Environ 50 % du territoire français est couvert par un arrêté préfectoral termites. Les zones sont définies département par département, ce qui explique que deux communes voisines peuvent avoir des obligations différentes. Les régions les plus touchées sont l’Île-de-France, le Sud-Ouest, le bassin méditerranéen et la côte Atlantique.
Pour savoir si votre bien est concerné, deux démarches concrètes s’offrent à vous :
- Consulter la cartographie publiée sur le site du ministère de la Transition écologique
- Contacter la préfecture de votre département directement
La cartographie évolue régulièrement : de nouveaux arrêtés peuvent être pris à tout moment. Une injonction municipale ponctuelle peut aussi rendre le diagnostic obligatoire pour un bien précis, même si la commune n’est pas couverte par un arrêté général.
Comment se déroule le diagnostic, combien coûte-t-il et que faire après ?
Une fois l’obligation confirmée, trois points pratiques méritent d’être clarifiés avant de commander votre diagnostic.
Un diagnostiqueur certifié Cofrac et une inspection non destructive
Seul un professionnel certifié par un organisme accrédité Cofrac peut réaliser ce diagnostic. La certification est délivrée diagnostic par diagnostic : vérifiez que la détection des termites figure bien parmi ses spécialités et que son habilitation est en cours de validité. Il doit aussi être indépendant des deux parties et disposer d’une assurance responsabilité civile professionnelle. Faire appel à un professionnel non certifié expose à une amende de 1 500 €, portée à 3 000 € en cas de récidive.
L’inspection est visuelle et non destructive. Le professionnel sonde les éléments en bois à l’aide d’un poinçon et parcourt les pièces principales, la charpente, le sous-sol, les annexes et les menuiseries. Les zones inaccessibles sont mentionnées dans le rapport avec des réserves explicites. Ce rapport constitue une pièce officielle du DDT.
Un tarif libre et une validité de 6 mois
Le prix n’est pas réglementé. Voici les fourchettes généralement constatées sur le marché :
| Type de bien | Fourchette indicative | À la charge de |
|---|---|---|
| Appartement (parties privatives) | 50 € à 120 € | Vendeur |
| Maison individuelle | 100 € à 200 € | Vendeur |
| Parties communes (copropriété) | Variable selon superficie | Copropriété / syndic |
Le diagnostic est souvent inclus dans un pack diagnostics, ce qui revient moins cher qu’une commande isolée. Sa validité est de 6 mois, résultat positif ou négatif. Si la vente n’est pas finalisée dans ce délai, un nouveau diagnostic est obligatoire.
Résultat positif et risques en cas d’absence de diagnostic
Un résultat positif n’interdit pas la vente et n’impose pas automatiquement des travaux. Il oblige à informer l’acquéreur via le DDT et à déclarer la présence de termites en mairie dans le mois suivant la détection.

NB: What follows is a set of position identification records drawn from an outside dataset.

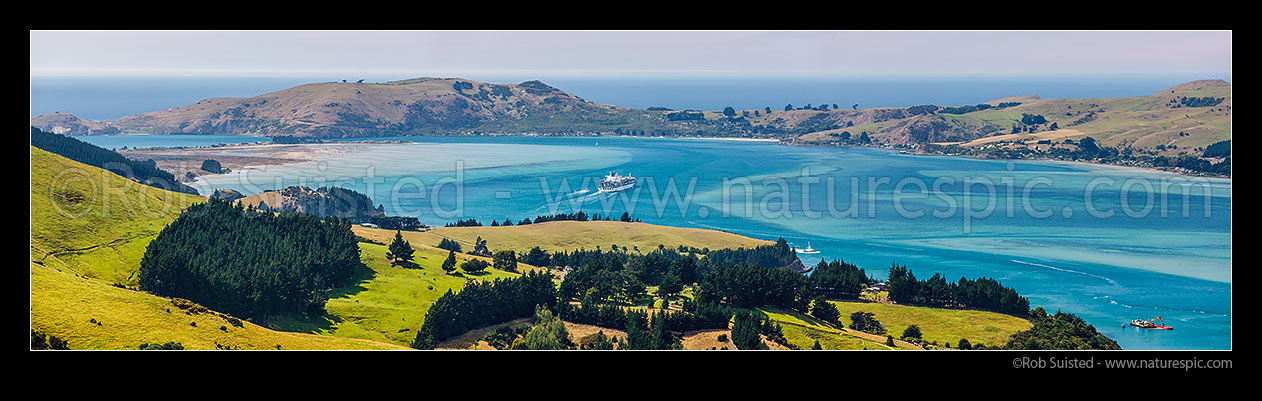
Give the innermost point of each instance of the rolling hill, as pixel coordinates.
(88, 231)
(419, 106)
(1179, 119)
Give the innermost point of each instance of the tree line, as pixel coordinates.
(983, 293)
(250, 262)
(481, 304)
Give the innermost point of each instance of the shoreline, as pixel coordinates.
(916, 153)
(183, 156)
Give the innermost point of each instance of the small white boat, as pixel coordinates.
(807, 251)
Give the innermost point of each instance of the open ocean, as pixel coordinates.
(107, 98)
(1107, 270)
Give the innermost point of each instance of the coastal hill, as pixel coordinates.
(86, 246)
(1175, 121)
(419, 106)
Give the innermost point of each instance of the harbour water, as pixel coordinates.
(1040, 227)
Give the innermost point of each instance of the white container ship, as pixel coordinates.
(616, 183)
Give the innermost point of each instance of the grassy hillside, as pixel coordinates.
(568, 236)
(419, 106)
(88, 231)
(803, 332)
(940, 325)
(389, 303)
(92, 222)
(66, 305)
(1141, 122)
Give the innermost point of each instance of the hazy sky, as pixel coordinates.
(632, 54)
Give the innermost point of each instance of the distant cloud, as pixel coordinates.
(611, 54)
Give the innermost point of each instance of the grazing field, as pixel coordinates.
(803, 331)
(92, 222)
(90, 314)
(88, 231)
(568, 236)
(388, 303)
(940, 325)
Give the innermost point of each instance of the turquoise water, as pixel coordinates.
(1107, 270)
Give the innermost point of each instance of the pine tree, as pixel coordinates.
(449, 264)
(399, 250)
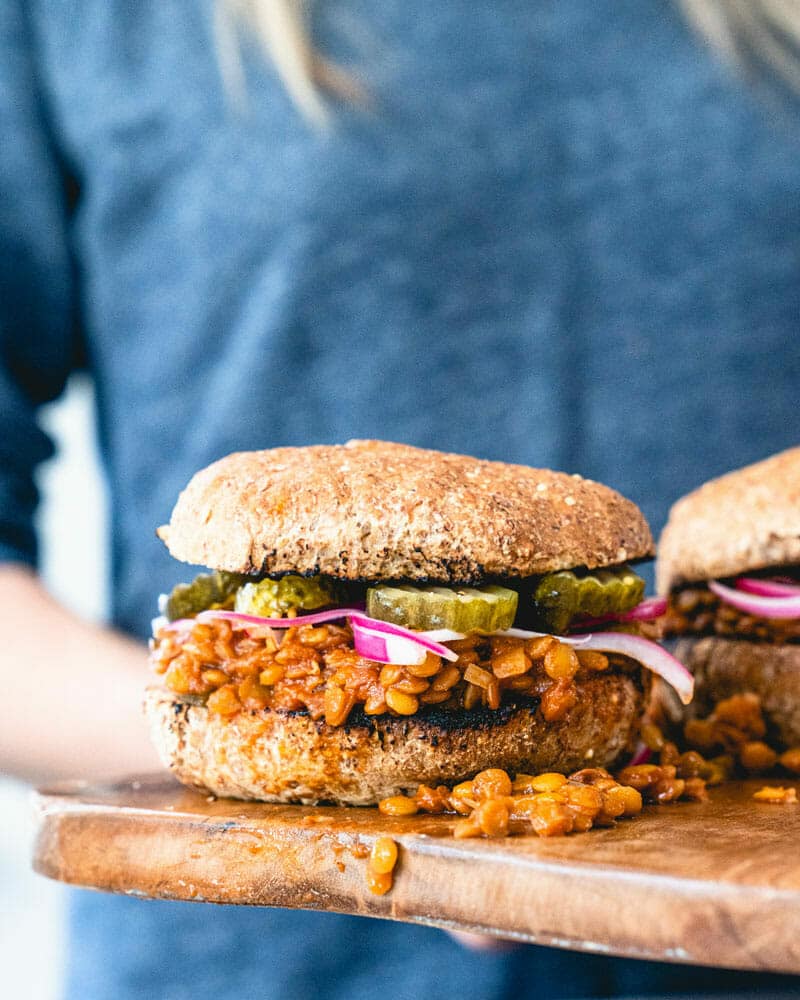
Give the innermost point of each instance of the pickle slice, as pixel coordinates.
(462, 609)
(560, 597)
(207, 590)
(275, 598)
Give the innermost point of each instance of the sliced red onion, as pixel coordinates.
(443, 635)
(387, 628)
(649, 654)
(332, 614)
(767, 588)
(753, 604)
(385, 647)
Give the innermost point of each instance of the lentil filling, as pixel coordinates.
(315, 668)
(696, 610)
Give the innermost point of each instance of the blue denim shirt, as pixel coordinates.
(560, 234)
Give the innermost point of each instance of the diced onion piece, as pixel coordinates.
(753, 604)
(767, 588)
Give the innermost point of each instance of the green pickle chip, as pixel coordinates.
(462, 609)
(206, 591)
(560, 597)
(275, 598)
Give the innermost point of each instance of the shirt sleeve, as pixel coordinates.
(38, 342)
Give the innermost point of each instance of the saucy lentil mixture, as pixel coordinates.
(316, 668)
(698, 611)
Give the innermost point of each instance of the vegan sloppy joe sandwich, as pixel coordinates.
(729, 562)
(378, 616)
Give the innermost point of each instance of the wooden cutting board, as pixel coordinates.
(716, 883)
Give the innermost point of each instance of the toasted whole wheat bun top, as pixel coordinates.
(371, 510)
(745, 520)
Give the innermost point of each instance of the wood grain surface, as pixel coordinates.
(714, 883)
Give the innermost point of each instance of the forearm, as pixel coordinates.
(71, 692)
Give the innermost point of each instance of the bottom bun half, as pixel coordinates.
(288, 757)
(725, 667)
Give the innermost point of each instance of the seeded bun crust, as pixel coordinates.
(276, 757)
(746, 520)
(371, 510)
(724, 667)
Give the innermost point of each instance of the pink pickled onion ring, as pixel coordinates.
(384, 642)
(368, 633)
(359, 621)
(753, 604)
(767, 588)
(652, 656)
(646, 611)
(320, 616)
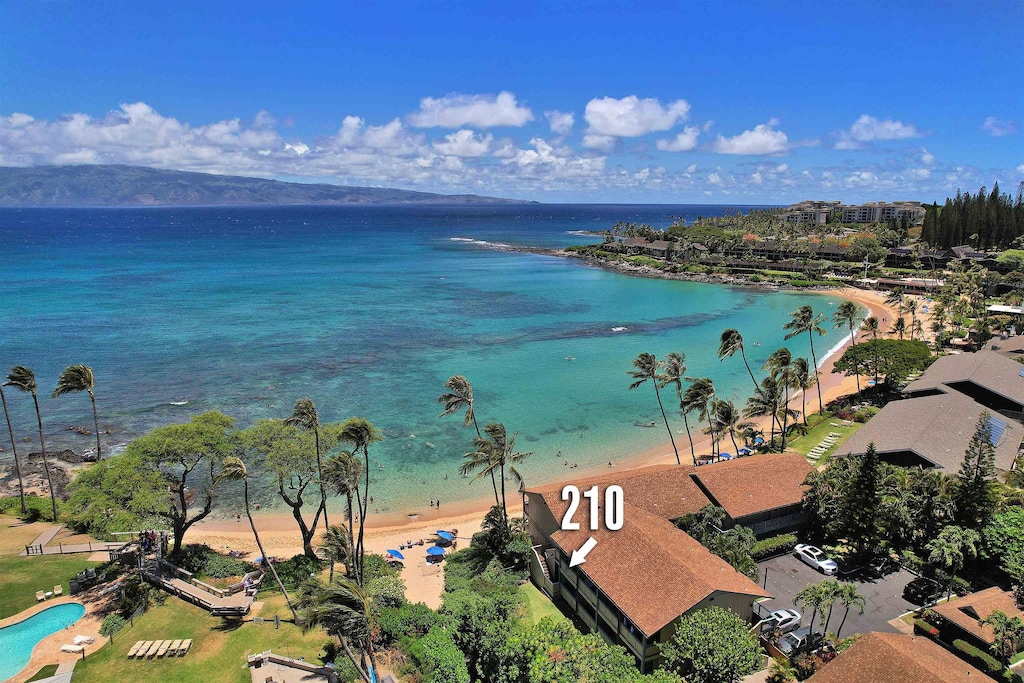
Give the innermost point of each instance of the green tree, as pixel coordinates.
(647, 368)
(804, 319)
(974, 494)
(235, 468)
(13, 449)
(24, 379)
(80, 378)
(846, 315)
(712, 645)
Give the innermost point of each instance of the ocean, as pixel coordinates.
(367, 310)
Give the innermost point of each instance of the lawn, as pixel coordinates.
(218, 652)
(819, 430)
(538, 605)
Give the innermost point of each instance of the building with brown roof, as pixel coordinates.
(962, 616)
(638, 581)
(896, 657)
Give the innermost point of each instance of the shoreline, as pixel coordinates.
(280, 525)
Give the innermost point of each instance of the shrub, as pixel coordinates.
(978, 657)
(775, 545)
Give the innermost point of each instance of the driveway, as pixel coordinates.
(787, 575)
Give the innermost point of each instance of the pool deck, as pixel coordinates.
(48, 649)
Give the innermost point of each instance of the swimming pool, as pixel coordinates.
(17, 640)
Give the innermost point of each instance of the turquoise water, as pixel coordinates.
(367, 310)
(16, 641)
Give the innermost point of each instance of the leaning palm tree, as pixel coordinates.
(342, 608)
(673, 371)
(79, 378)
(647, 368)
(24, 379)
(304, 416)
(233, 468)
(846, 315)
(732, 341)
(13, 447)
(803, 321)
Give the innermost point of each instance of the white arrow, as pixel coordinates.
(580, 556)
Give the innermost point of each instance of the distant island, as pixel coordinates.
(118, 185)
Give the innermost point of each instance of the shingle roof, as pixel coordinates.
(896, 657)
(748, 485)
(937, 428)
(651, 570)
(981, 604)
(987, 369)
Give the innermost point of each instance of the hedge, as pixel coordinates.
(772, 546)
(978, 657)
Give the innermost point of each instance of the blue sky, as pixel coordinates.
(660, 102)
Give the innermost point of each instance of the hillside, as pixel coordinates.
(133, 185)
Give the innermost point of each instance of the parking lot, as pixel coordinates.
(787, 575)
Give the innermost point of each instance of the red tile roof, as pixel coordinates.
(897, 657)
(651, 570)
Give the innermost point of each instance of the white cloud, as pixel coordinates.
(560, 122)
(632, 117)
(456, 111)
(764, 139)
(464, 143)
(684, 141)
(998, 127)
(868, 129)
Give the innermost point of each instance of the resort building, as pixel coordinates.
(637, 582)
(896, 657)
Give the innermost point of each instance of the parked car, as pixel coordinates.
(816, 558)
(801, 640)
(922, 591)
(881, 566)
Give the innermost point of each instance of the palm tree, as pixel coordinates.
(647, 368)
(732, 341)
(24, 379)
(674, 371)
(342, 608)
(13, 446)
(803, 321)
(951, 548)
(493, 453)
(304, 416)
(359, 432)
(698, 396)
(79, 378)
(233, 468)
(460, 396)
(846, 315)
(342, 473)
(871, 326)
(1009, 634)
(849, 596)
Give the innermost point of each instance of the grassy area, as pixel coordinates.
(218, 652)
(538, 605)
(820, 426)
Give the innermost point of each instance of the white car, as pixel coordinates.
(816, 558)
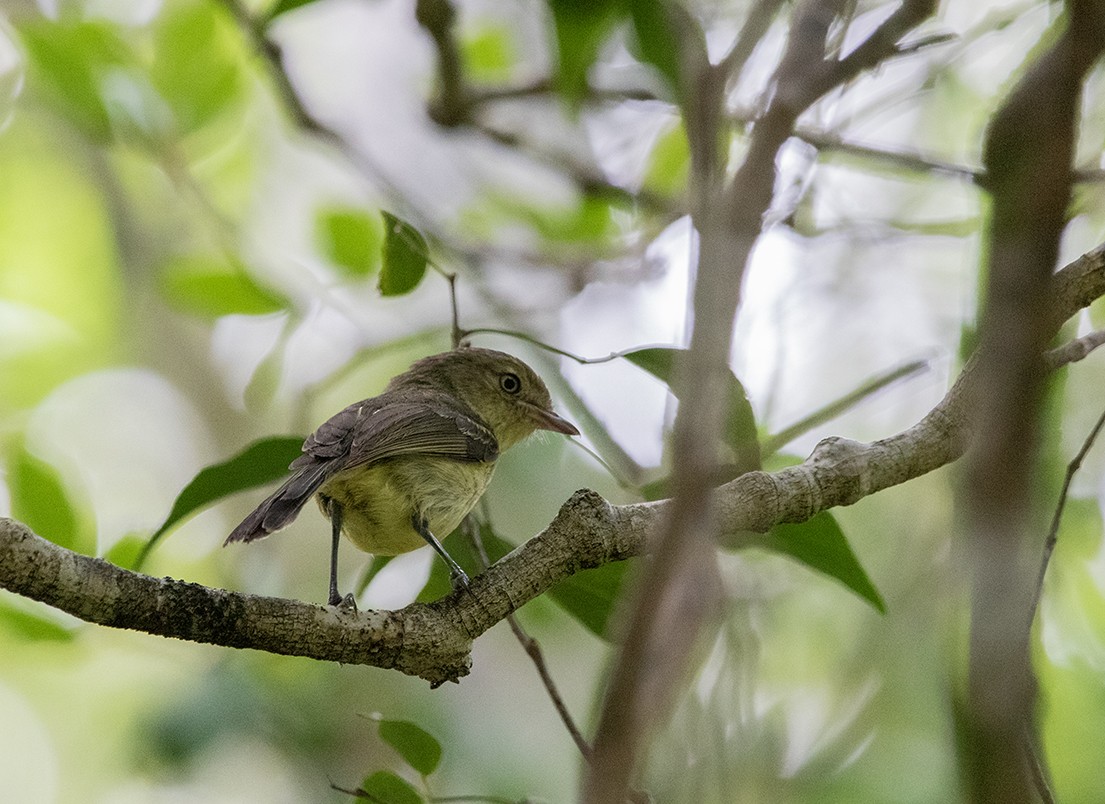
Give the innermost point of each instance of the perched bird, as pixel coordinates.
(397, 471)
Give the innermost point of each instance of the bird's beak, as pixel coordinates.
(548, 420)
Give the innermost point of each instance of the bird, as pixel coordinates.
(401, 469)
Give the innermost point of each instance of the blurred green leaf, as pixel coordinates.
(658, 39)
(284, 6)
(31, 626)
(39, 500)
(406, 255)
(61, 293)
(125, 551)
(265, 380)
(261, 463)
(739, 429)
(197, 64)
(488, 54)
(386, 787)
(350, 239)
(581, 30)
(590, 221)
(591, 595)
(372, 569)
(669, 162)
(210, 287)
(418, 747)
(820, 545)
(70, 60)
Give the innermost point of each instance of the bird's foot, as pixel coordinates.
(459, 579)
(348, 603)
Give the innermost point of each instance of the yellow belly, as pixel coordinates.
(379, 501)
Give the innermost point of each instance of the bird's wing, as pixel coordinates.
(362, 434)
(369, 432)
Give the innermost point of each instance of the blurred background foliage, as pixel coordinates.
(191, 261)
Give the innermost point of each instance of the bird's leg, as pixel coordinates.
(334, 510)
(456, 575)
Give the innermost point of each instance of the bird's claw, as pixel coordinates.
(348, 603)
(459, 579)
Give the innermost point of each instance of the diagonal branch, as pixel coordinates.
(433, 641)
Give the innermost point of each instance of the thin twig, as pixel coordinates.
(1037, 768)
(774, 443)
(1074, 350)
(1049, 545)
(530, 645)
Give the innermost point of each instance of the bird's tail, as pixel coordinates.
(282, 506)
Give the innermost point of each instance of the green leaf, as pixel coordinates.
(658, 40)
(488, 54)
(591, 595)
(581, 30)
(210, 287)
(418, 747)
(372, 569)
(739, 429)
(31, 626)
(125, 551)
(261, 463)
(69, 61)
(197, 62)
(406, 255)
(386, 787)
(284, 6)
(350, 239)
(39, 500)
(669, 162)
(820, 545)
(590, 221)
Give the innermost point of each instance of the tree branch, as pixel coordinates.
(433, 641)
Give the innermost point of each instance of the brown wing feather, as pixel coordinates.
(366, 433)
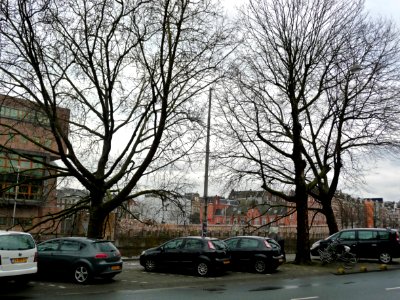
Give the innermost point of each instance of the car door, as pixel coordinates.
(47, 256)
(367, 244)
(233, 250)
(170, 253)
(349, 238)
(248, 249)
(191, 251)
(69, 252)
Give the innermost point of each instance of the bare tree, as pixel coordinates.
(129, 72)
(296, 106)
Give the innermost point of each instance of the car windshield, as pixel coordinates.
(274, 244)
(105, 246)
(219, 245)
(16, 242)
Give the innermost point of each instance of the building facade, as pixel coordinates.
(27, 150)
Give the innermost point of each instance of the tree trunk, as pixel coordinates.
(330, 217)
(303, 238)
(96, 223)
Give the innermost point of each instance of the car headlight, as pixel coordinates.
(315, 245)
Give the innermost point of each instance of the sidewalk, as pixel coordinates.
(316, 267)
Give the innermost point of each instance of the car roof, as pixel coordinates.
(6, 232)
(200, 237)
(78, 238)
(252, 237)
(377, 229)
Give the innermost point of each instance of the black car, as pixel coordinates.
(202, 254)
(378, 243)
(80, 258)
(255, 253)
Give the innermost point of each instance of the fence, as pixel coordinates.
(133, 240)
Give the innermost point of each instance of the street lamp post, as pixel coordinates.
(15, 198)
(204, 225)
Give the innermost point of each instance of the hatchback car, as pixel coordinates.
(202, 254)
(259, 254)
(18, 256)
(80, 258)
(378, 243)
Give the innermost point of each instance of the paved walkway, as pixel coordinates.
(316, 267)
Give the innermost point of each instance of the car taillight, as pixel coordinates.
(101, 255)
(211, 245)
(267, 244)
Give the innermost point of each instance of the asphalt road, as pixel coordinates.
(290, 282)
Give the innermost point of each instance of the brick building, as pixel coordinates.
(27, 148)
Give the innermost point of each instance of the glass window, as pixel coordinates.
(367, 235)
(384, 235)
(16, 242)
(70, 246)
(348, 235)
(193, 244)
(249, 243)
(232, 243)
(174, 244)
(48, 246)
(105, 246)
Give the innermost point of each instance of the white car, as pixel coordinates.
(18, 256)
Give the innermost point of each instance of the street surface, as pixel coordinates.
(134, 283)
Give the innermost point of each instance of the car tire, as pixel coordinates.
(385, 257)
(82, 274)
(202, 269)
(150, 265)
(260, 266)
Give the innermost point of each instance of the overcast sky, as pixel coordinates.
(383, 180)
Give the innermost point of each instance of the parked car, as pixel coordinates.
(259, 254)
(80, 258)
(378, 243)
(18, 256)
(202, 254)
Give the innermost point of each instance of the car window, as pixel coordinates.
(232, 243)
(348, 235)
(193, 244)
(16, 242)
(248, 243)
(219, 245)
(48, 246)
(174, 244)
(274, 244)
(367, 235)
(70, 246)
(106, 246)
(384, 235)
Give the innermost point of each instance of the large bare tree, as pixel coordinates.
(315, 82)
(130, 72)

La mairie peut ensuite contraindre le propriétaire à traiter le bien, voire faire exécuter les travaux d’office en cas de refus.
Vendre sans diagnostic dans une zone soumise à obligation expose en revanche à des conséquences importantes. L’acquéreur peut demander une réduction du prix ou l’annulation de la transaction devant le tribunal. Les sanctions pénales peuvent atteindre 300 000 € d’amende et 2 ans d’emprisonnement. Le notaire engage également sa responsabilité s’il n’a pas vérifié la conformité du DDT.